Joseph spoke to countless groups about peace both in Canada and abroad. He educated corporate executives, police officers, the heads of Crown corporations, and many faith groups. Gradually, over a long period of time, he fostered greater insights into the horrific long-term legacy of residential schools, as well as what was necessary to achieve true reconciliation.
As executive director of the Indian Residential School Survivors Society, he was deeply involved in discussions when the Assembly of First Nations took the federal government and churches to court over the treatment of indigenous children in their care.
That led to the creation of the Truth and Reconciliation Commission of Canada, which Joseph advised. Some wanted a public inquiry, but in the end, the decision was made to enable everyone who attended these schools to have a chance to share their story.
He also met then prime minister Stephen Harper to discuss the wording of his official apology in Parliament in 2008.
For anyone who hears Joseph speak, it's hard to conceive that this gentle, kind-hearted man who's so full of humour could have once been in such a forlorn state. He's a testament to the power of the human spirit.

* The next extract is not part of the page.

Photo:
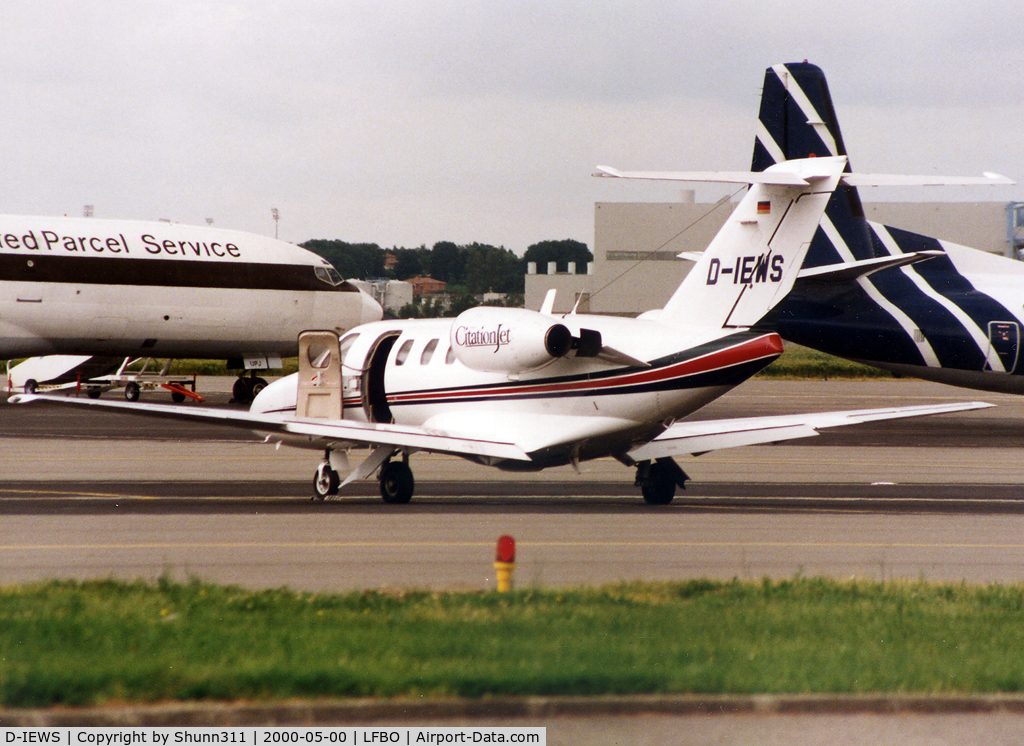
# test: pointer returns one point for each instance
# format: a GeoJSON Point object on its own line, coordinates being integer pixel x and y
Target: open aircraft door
{"type": "Point", "coordinates": [320, 376]}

This weekend in Vancouver, there are two opportunities to hear Chief Robert Joseph, or "Bobby Joe" as he's sometimes called. He'll be at the Voices of Elders event on Friday (April 22) and TEDxEastVan on Saturday (April 23).
Joseph also spearheaded Vancouver's Walk for Reconciliation in 2013, which attracted 70,000 people on a rainy day in downtown Vancouver. Together, indigenous and nonindigenous people walked across the viaducts and back down West Pender Street before reaching a celebration in the huge parking lots beside Science World. For those who attended, it was one of the most memorable events of the year.
Earlier this year, Chief Robert Joseph received the prestigious Wallenberg-Sugihara Civil Courage Award, which is named after two diplomats who saved thousands of Jewish people from being sent to gas chambers.
It's one of many honours bestowed on the elder, who is currently the ambassador for the registered charity Reconciliation Canada. The organization provides reconciliation-based leadership training, public awareness, dialogue sessions, economic plans, and education, all with the goal of furthering reconciliation and positive change across Canada.